After the participants were cast, one-on-one virtual meetings for logistics and introductions were held. These conversations were incredibly honest and meaningful. In most cases, many participants felt a sense of bittersweetness about their situation. Being able to take a prolonged break from work and receive subsistence from government support programs provided a reprieve from the labour intensive and sometimes verbally abusive work in the service industry; an opportunity to rest, to consider new career options, and to volunteer for initiatives that were fulfilling for each participant. Others continued to struggle, due to being unable to fully qualify for government support programs. These participants had completely fallen through the bureaucratic cracks, and were faced with a very difficult job market in the midst of a pandemic. After the initial introduction meeting, another meeting was staged to find the most appropriate place in each of the participants' homes to record themselves dancing to the telephone holding music of the government’s unemployment support agency. After this meeting, I sent the participants drawings to match on the cameras on their phones, as well as a special mix of the telephone holding music. We then scheduled a time for the participants to record themselves and where I would also virtually direct the recording and provide technical support.

 
 

The photographs are meant to exert a sensation of power. The scale and positioning of the photographs require a viewer to gaze upwards, as if looking towards the sky, to observe the towering participants. The participants ascend through the clouds, disconnected from the realities of their material conditions on Earth. These photographs deploy conventions used to represent political elites and authoritarian rulers on normal working class people, and within these photographs is a self-deprecating joke: they embody the English-language idiom of “a head stuck in the clouds”6. This self-deprecating joke is meant to break the powerful illusions projected by the photographs, while also breaking the romanticization of the working class by artists, academics, ideologues, politicians, and employers when they claim to speak for the working class. The illusions of the photographs are further interrupted by the videos situated below that emanate the telephone holding music of the government’s unemployment support agency.

 
 

The videos, whimsical in their composition and quotidian in their quality, stand in contrast to uniformity and technical fidelity of the photographs.
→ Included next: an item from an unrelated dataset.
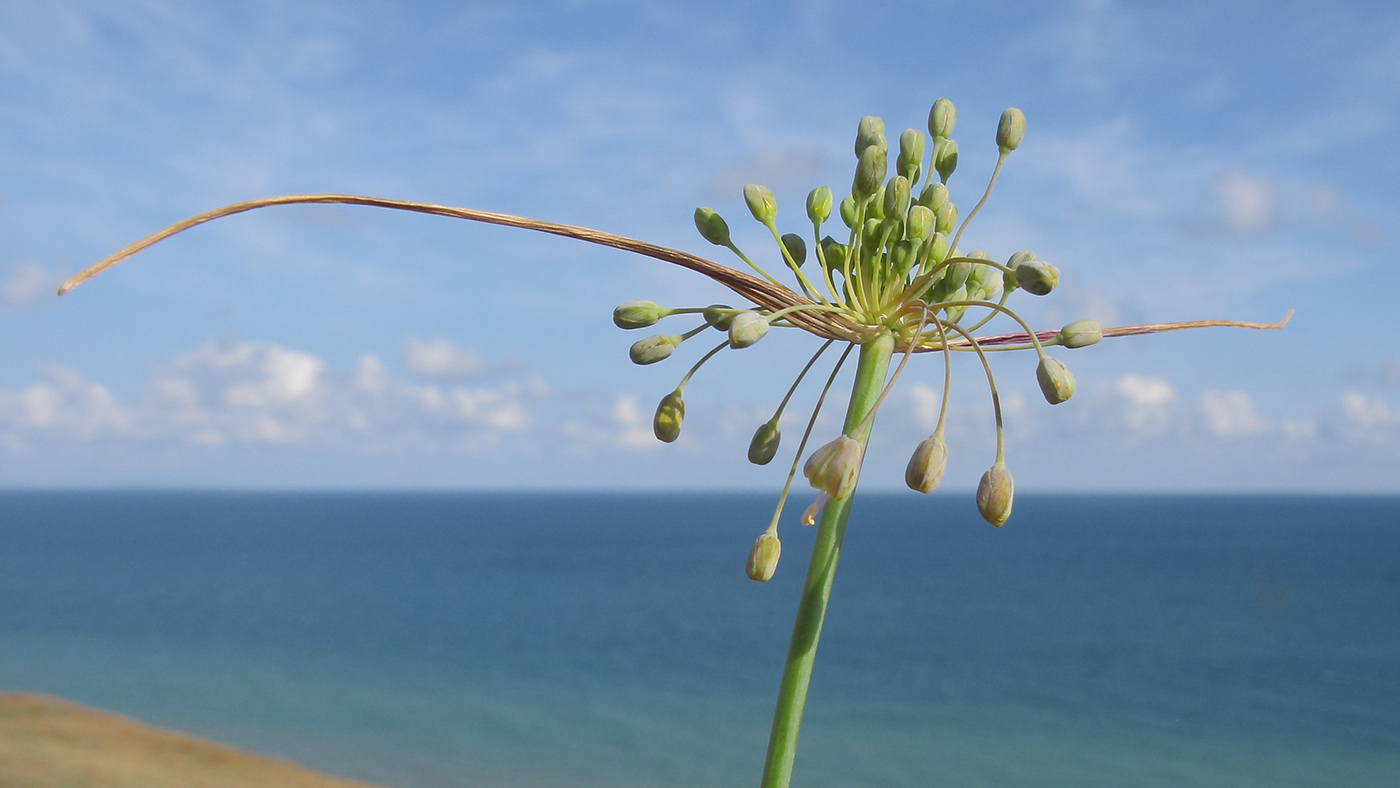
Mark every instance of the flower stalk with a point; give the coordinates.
(898, 283)
(821, 570)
The videos are installed on the floor and occupy the same physical ground as the viewer. In comparison to the powerful photographs, the videos depict a vulnerable situation of unemployment wherein each participant has taken up the strange request by an artist to dance in their home to telephone holding music that embodies a deeply frustrating and humiliating experience in their pursuit of subsistence in a time of crisis. As one watches the videos closely it becomes apparent that the dancing is a laboured and alienated action that takes a physical toil on each participant. The participants simultaneously enter into each video frame, wait to begin dancing at the same time, and then dance for 30-minutes before stopping and leaving the video frames at the same time. These directed and routine movements repeat endlessly like the start and stop of the working day.